C’è una donna sola per
le strade deserte di Istanbul. Sta cercando di tornare a casa, ma non riesce
più a orientarsi. Le vie un tempo conosciute le sembrano deformate e
irriconoscibili. Al suo fianco un cane randagio che, fiutando il suo
smarrimento, la guida fino a un incrocio. Adesso tocca a lei scegliere la
strada da imboccare, nessuno può indicargliela: può assecondare il silenzio che
domina ovunque o può abbatterlo con la forza delle parole. Quella donna è Aslı
Erdoğan e all’alba del 16 luglio 2016, all’indomani del cruento tentativo di
colpo di stato e nonostante l’imminente repressione dei diritti civili in
Turchia, decide di non cedere all’indifferenza, ma di far sentire la propria
voce. Decide di essere la prima donna a non avere paura di spezzare quel
silenzio assordante, simbolo di un dolore troppo grande da ignorare. Perché non
può e non vuole far finta di niente di fronte alla violenza cieca di un governo
fin troppo abile nel mettere a tacere i testimoni scomodi. E sa bene che c’è
solo un modo per farlo: guardare negli occhi una realtà indicibile alla ricerca
di quelle parole che possano generare un grido di indignazione. Un grido di
denuncia contro la falsità del potere che priva i cittadini dei loro diritti.
Un grido di resilienza contro l’assurdità della condizione umana. Per non
essere complice dei colpi che hanno spezzato la vita di donne e bambini
innocenti. Per non decidere della sorte di centinaia di uomini che con fatica e
dignità cercano di rialzare la testa sotto cumuli di macerie. Per colmare quel
vuoto lasciato da uno stato tiranno e restituire a ogni singolo cittadino,
senza distinzione, ciò che gli spetta di diritto: libertà, uguaglianza, verità.

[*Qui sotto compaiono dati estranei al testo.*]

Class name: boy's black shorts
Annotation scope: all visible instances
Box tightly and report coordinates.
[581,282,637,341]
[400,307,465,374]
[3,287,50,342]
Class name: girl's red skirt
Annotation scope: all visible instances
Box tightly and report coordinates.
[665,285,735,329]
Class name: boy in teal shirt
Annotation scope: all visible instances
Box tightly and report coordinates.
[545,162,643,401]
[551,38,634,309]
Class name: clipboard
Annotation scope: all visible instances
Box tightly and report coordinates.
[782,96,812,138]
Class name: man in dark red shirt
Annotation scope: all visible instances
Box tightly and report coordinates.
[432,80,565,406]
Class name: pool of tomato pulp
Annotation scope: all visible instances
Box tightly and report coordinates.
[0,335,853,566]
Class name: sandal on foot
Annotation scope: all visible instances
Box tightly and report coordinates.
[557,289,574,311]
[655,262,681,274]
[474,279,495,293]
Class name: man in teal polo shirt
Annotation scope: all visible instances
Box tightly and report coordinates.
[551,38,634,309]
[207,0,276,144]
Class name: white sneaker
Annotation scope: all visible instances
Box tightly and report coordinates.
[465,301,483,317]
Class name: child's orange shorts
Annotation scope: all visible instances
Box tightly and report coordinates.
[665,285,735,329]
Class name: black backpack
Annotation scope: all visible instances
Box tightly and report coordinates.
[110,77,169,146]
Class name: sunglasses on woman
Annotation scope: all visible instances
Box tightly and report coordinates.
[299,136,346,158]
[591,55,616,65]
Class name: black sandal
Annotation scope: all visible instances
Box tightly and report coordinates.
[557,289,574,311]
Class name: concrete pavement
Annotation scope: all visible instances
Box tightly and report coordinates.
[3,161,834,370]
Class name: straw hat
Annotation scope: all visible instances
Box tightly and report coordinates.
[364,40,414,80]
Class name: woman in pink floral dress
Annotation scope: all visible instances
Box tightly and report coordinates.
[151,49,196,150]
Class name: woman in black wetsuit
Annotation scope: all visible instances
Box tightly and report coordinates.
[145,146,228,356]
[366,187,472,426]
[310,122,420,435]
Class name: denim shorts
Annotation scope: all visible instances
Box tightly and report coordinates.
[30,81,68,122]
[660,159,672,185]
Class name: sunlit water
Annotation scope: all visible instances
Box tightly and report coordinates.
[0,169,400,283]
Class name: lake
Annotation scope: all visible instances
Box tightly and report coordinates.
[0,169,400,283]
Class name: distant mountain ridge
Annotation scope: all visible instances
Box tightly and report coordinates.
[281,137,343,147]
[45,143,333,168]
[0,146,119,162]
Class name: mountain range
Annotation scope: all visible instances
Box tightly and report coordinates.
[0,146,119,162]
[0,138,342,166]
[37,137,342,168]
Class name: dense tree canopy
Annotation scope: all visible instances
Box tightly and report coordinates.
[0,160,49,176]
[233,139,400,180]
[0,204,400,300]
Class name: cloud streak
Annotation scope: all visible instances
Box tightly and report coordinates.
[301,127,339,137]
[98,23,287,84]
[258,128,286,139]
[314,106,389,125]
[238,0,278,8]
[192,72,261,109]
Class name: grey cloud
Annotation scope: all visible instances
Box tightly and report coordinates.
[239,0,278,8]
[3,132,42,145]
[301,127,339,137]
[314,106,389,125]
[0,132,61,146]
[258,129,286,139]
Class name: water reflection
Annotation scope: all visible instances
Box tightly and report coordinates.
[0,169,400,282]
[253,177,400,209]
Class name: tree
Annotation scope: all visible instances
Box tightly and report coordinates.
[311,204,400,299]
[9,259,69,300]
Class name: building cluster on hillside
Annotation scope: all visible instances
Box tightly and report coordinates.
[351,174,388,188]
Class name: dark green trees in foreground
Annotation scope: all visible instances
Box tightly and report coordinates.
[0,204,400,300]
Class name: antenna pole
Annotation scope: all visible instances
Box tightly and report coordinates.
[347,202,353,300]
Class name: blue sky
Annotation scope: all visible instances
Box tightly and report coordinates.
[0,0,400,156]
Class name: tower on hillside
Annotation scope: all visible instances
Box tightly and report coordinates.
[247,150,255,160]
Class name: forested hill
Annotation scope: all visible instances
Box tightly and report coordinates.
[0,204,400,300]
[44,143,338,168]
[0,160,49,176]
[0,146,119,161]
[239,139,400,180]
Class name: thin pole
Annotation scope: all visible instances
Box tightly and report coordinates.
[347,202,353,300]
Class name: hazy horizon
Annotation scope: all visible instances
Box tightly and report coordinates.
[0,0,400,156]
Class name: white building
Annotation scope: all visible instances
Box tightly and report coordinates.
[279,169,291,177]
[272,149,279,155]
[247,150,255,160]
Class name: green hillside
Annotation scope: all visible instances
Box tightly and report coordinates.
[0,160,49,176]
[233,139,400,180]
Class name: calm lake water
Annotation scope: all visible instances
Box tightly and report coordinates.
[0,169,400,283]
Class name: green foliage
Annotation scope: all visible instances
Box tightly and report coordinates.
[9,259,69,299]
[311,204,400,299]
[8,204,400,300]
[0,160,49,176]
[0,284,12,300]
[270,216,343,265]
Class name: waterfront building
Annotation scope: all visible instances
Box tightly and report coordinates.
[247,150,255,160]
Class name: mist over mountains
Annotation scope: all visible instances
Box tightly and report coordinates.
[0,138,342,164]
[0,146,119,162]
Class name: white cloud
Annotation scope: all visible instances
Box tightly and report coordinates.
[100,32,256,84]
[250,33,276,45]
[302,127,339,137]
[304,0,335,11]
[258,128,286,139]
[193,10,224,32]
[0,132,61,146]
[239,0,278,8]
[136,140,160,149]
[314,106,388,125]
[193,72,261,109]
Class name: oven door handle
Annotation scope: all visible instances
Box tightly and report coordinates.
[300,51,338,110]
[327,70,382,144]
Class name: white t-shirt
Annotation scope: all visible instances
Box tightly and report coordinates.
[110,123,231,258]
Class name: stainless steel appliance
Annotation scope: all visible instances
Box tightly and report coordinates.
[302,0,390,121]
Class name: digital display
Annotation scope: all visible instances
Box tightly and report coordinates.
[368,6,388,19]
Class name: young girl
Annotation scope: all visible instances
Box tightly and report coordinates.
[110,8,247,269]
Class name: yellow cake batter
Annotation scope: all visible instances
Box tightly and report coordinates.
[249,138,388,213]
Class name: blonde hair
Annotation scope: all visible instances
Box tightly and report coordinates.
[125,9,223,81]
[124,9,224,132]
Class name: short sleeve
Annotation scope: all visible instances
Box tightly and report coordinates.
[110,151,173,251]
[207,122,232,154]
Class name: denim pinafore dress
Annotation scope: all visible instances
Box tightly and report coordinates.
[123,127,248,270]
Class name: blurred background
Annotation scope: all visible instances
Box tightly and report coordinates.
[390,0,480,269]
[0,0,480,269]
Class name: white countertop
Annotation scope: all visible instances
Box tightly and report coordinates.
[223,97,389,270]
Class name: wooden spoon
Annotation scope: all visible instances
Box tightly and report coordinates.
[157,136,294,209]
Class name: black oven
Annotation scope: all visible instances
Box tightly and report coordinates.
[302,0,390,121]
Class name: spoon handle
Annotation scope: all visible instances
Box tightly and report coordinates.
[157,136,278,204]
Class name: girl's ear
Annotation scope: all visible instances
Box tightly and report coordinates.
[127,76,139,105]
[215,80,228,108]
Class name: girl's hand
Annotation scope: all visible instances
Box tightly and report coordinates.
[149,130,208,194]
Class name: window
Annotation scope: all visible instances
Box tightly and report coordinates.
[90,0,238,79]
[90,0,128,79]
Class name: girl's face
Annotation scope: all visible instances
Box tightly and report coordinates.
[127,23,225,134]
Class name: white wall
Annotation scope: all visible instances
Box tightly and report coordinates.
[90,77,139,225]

Nell’agosto 2016, proprio a seguito della sua attività di scrittrice, Aslı
Erdoğan è stata arrestata e ha trascorso 136 giorni nella prigione di Bakırköy.
Il suo unico delitto: aver osato rivendicare dalle colonne di un giornale
pro-curdo la libertà di opinione e di denuncia degli orrori del governo.
Neppure il silenzio è più tuo raccoglie alcune delle sue pagine più belle nelle
quali la scrittrice e giornalista diventa emblema della resistenza femminile e
grida gli ideali che animano la propria lotta intellettuale e assoluta. Nella
speranza che quest’opera possa davvero sgretolare il silenzio, almeno là dove
le sue parole hanno ancora diritto di cittadinanza.